Following the current LSIF spec, the output should contain the following vertices:
- Range for R1
- Range for R2
- ResultSet
- DeclarationResult
- ReferenceResult
and the following edges:
a) 1 -> 3; refersTo
b) 2 -> 3; refersTo
c) 3 -> 4; textDocument/declaration
d) 3 -> 5; textDocument/references
e) 5 -> 1; item (property=declaration)
f) 5 -> 2; item (property=declaration)
g) 4 -> 1
h) 4 -> 2
Note that "e" and "f" could be implicit edges (inlined into array), and "g" and "h" in the current spec are implicit edges (formed by the result field array in DeclarationResult), but that does not affect the crux of the issues.
The crux is that "e" is redundant with "g", and "f" is redundant with "h", and such redundancy would be repeated for every additional declaration in the source code.
Similar redundancy would be present for DefinitionResult and item (property=definition), although on much smaller scale (in general, there is only one definition for a given ResultSet).
I propose that declaration and definition edges going out of ReferenceResult are dropped.

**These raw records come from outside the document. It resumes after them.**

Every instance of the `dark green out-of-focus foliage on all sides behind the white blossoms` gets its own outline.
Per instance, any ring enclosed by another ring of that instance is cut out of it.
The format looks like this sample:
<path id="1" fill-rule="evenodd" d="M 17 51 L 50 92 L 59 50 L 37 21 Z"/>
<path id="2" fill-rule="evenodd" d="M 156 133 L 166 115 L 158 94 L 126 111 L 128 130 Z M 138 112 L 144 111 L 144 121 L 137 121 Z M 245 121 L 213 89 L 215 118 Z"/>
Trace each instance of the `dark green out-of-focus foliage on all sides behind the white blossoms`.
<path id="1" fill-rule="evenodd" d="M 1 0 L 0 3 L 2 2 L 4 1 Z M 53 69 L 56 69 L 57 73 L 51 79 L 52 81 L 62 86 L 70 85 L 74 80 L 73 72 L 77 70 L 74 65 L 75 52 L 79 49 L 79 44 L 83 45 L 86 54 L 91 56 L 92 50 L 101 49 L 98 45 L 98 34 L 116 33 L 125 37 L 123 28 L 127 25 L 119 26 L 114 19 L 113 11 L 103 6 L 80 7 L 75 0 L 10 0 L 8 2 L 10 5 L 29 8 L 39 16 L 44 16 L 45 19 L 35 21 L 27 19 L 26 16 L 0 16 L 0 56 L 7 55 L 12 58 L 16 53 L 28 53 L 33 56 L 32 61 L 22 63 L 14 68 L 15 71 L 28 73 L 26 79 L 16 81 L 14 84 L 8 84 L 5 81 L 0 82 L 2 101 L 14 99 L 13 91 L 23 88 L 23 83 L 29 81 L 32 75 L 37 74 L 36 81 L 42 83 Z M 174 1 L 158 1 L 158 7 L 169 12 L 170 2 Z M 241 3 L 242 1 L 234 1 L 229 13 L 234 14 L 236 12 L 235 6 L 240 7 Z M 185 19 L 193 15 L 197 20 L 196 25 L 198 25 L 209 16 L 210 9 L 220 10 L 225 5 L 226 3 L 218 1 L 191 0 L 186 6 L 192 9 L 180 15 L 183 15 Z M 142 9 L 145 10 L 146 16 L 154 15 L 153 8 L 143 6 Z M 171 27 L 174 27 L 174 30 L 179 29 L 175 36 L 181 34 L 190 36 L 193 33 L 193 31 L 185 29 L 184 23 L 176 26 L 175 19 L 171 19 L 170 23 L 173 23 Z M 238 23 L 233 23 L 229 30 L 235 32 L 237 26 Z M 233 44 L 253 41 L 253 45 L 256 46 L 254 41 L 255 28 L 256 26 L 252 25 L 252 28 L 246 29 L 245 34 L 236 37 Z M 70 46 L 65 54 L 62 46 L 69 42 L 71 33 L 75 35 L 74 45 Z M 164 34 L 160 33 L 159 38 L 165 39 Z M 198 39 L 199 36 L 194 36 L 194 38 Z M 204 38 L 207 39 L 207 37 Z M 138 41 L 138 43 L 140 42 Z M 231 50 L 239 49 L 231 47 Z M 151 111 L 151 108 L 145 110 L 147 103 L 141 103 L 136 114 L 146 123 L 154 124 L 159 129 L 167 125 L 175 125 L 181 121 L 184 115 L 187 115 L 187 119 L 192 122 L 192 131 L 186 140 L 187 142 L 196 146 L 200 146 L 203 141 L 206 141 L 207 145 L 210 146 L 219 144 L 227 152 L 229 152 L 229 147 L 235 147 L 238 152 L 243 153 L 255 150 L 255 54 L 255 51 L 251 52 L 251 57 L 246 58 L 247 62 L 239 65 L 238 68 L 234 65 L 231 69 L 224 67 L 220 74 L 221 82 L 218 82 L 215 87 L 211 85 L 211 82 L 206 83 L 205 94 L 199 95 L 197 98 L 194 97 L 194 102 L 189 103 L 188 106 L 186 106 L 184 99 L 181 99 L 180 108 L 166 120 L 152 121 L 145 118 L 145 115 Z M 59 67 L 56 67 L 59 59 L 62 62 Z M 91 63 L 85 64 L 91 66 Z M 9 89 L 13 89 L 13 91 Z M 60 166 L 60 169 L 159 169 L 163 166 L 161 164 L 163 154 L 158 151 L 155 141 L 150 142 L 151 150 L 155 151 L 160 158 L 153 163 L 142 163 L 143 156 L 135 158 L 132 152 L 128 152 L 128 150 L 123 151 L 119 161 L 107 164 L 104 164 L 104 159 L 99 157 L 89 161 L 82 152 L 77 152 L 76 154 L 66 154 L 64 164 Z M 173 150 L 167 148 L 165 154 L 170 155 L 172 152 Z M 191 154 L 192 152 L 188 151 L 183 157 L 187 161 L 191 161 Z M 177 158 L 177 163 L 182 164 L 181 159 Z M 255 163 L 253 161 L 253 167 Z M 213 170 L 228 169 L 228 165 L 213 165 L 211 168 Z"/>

They can easily be reconstructed for serving textDocument/references query by augmenting that result set with the results from textDocument/declaration and textDocument/definition from the same ResultSet. Note also that after dropping these edges, "property" field on the "item" edge will no longer be necessary, since "reference" and "referenceResult" could be distinguished by the type of the incoming vertex of the "item" edge.
Are there languages that would make the above not possible?